In some cases, U.S. officials have been known to transfer detainees to "third-party" countries that engage in torture, particularly Middle Eastern nations, if other methods of gaining information don't work.
"There have been a number of Al Qaeda detainees that we were unsuccessful in getting information from who, once we turned them over to others, started singing like birds," said Vincent Cannistraro, former head of counter-terrorism for the CIA.
For now, U.S. officials want Mohammed in their custody to help them capture Bin Laden and other Al Qaeda leaders.
But they said a far more pressing priority was trying to get Mohammed to help them identify Al Qaeda field commanders and terrorist cells, particularly in the United States.
"No one thinks Khalid Shaikh Mohammed is going to be a willing collaborator. That is why the computer documentation is so important," said Cannistraro, who remains in contact with CIA operatives involved in the current counter-terrorism effort.
"There was enough documentation in the room where he was caught to give them operational leads to members of Al Qaeda in North America," Cannistraro added. "They are trying to exploit these leads immediately. They are working around the clock."
Cannistraro also said late Sunday that the CIA was trying to determine whether the Egyptian captured with Mohammed is Adel, Bin Laden's security chief.
But he said those efforts were hampered by a lack of current photos of the man. Pakistani officials have identified the Egyptian as an important Al Qaeda figure.

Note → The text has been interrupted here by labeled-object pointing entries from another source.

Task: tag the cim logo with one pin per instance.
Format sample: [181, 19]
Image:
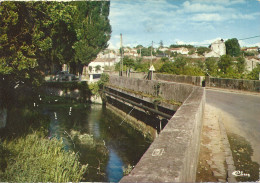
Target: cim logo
[238, 173]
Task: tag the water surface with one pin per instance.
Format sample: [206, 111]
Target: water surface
[125, 145]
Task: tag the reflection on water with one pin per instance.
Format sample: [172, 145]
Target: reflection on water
[125, 145]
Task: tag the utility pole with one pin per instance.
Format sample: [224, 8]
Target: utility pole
[121, 61]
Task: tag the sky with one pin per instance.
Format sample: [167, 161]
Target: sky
[195, 22]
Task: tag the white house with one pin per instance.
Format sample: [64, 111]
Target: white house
[181, 50]
[218, 48]
[107, 54]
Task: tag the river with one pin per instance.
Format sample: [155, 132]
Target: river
[125, 146]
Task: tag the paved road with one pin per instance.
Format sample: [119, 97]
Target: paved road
[244, 109]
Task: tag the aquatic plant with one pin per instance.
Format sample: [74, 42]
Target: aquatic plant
[33, 158]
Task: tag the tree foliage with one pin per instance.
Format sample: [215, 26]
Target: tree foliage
[201, 50]
[36, 35]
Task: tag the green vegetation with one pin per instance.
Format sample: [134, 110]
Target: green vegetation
[35, 36]
[127, 170]
[254, 74]
[182, 66]
[202, 50]
[34, 158]
[233, 47]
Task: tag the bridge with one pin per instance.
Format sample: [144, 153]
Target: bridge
[174, 154]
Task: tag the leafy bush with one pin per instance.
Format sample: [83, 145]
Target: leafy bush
[254, 74]
[35, 159]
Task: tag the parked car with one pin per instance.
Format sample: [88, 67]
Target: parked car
[64, 76]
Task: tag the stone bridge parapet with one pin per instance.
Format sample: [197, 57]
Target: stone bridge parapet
[173, 156]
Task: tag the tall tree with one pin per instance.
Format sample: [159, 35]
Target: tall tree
[233, 47]
[92, 29]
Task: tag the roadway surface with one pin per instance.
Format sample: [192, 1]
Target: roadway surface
[241, 114]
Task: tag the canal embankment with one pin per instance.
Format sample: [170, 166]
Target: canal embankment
[173, 156]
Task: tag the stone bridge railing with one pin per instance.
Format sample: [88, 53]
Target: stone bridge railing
[173, 156]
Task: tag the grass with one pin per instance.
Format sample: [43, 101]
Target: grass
[242, 152]
[156, 98]
[33, 158]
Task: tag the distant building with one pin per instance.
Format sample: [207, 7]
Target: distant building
[218, 48]
[250, 49]
[163, 49]
[181, 50]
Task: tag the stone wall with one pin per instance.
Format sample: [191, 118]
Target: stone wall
[170, 91]
[3, 116]
[236, 84]
[173, 156]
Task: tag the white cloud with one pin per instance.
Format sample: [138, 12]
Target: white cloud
[225, 2]
[246, 44]
[207, 17]
[196, 43]
[202, 7]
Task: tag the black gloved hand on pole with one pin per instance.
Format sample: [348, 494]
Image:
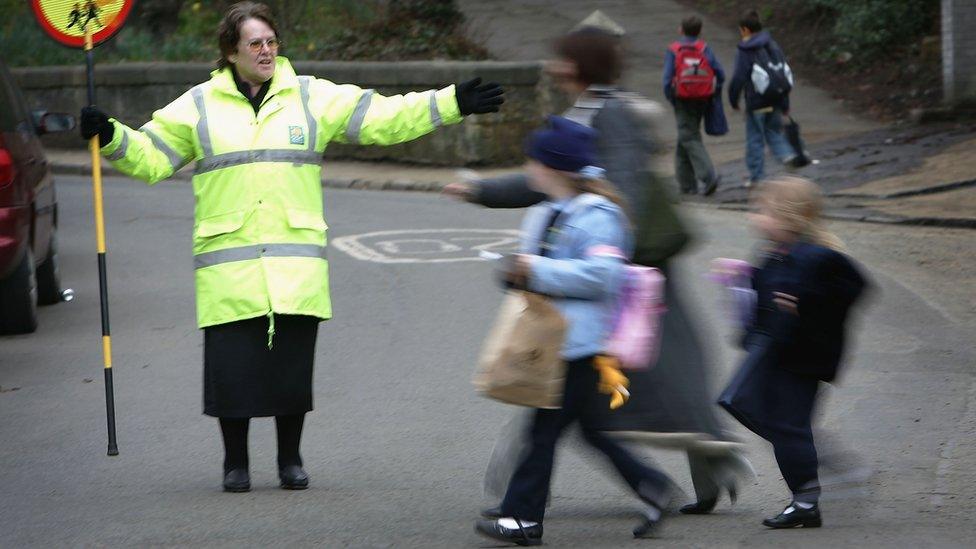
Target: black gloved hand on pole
[476, 98]
[95, 122]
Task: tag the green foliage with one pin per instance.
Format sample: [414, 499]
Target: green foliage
[872, 27]
[310, 29]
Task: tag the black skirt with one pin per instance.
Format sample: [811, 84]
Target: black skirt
[243, 378]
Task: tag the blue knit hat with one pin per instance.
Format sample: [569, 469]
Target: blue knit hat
[563, 145]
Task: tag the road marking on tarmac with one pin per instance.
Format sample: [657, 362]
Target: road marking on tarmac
[428, 245]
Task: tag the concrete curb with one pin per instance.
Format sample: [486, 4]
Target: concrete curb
[434, 186]
[881, 219]
[933, 189]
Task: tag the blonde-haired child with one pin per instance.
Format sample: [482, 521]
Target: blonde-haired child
[805, 287]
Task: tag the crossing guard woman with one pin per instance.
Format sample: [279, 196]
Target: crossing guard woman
[256, 133]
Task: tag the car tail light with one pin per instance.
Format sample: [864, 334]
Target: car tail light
[7, 170]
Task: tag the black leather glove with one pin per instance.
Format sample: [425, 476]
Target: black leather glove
[95, 122]
[475, 98]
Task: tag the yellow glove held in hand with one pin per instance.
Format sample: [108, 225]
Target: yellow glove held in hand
[612, 381]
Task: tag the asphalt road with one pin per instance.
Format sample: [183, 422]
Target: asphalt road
[398, 442]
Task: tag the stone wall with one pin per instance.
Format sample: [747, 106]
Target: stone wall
[132, 91]
[959, 50]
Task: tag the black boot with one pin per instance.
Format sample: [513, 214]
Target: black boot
[522, 535]
[293, 477]
[794, 516]
[237, 480]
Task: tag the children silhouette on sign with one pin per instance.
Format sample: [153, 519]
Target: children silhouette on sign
[92, 13]
[75, 17]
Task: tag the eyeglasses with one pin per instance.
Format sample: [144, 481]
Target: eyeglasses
[256, 45]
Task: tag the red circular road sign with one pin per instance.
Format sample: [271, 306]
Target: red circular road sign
[67, 20]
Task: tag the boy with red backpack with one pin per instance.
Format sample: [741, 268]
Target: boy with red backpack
[693, 77]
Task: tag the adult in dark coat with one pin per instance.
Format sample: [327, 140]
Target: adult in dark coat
[673, 396]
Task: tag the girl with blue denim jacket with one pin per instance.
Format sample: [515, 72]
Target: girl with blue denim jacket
[572, 250]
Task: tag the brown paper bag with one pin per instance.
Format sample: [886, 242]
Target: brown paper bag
[520, 362]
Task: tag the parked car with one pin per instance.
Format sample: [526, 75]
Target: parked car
[29, 274]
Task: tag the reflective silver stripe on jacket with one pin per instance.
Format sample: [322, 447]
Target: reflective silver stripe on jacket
[435, 113]
[175, 160]
[358, 116]
[123, 146]
[203, 128]
[227, 160]
[303, 83]
[257, 251]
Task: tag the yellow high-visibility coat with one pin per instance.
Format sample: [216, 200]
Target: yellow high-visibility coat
[259, 238]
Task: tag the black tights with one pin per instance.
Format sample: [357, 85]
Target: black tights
[234, 431]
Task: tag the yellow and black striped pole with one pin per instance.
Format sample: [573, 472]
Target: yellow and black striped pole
[113, 448]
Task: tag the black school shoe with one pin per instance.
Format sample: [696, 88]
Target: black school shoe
[492, 512]
[795, 517]
[712, 185]
[293, 477]
[523, 535]
[237, 480]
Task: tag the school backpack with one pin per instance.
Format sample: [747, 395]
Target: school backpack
[636, 336]
[772, 77]
[694, 78]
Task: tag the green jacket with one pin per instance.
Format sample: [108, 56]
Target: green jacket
[259, 238]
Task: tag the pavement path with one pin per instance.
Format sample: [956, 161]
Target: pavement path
[399, 440]
[525, 29]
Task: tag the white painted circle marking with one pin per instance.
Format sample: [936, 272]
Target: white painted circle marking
[428, 245]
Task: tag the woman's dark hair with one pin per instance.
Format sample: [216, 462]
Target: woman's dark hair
[595, 52]
[750, 20]
[229, 29]
[691, 26]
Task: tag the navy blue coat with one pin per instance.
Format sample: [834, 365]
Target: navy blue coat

Ultimately, officials said, Mohammed's brazen efforts to continue his role as the coordinator of Al Qaeda attacks proved his undoing, in that it helped the CIA and Pakistani authorities track him to the guest house in a fashionable section of Rawalpindi near the military headquarters.
And his reliance on modern tools of communication -- laptops and cell phones in particular -- will be used against him and the Al Qaeda network he spent a decade helping to build, U.S. officials said.
"He needs to communicate, and he needs to communicate with the boss [Bin Laden]," Cannistraro said. "He was reporting and keeping him informed. It gives them a good leg up on getting to him."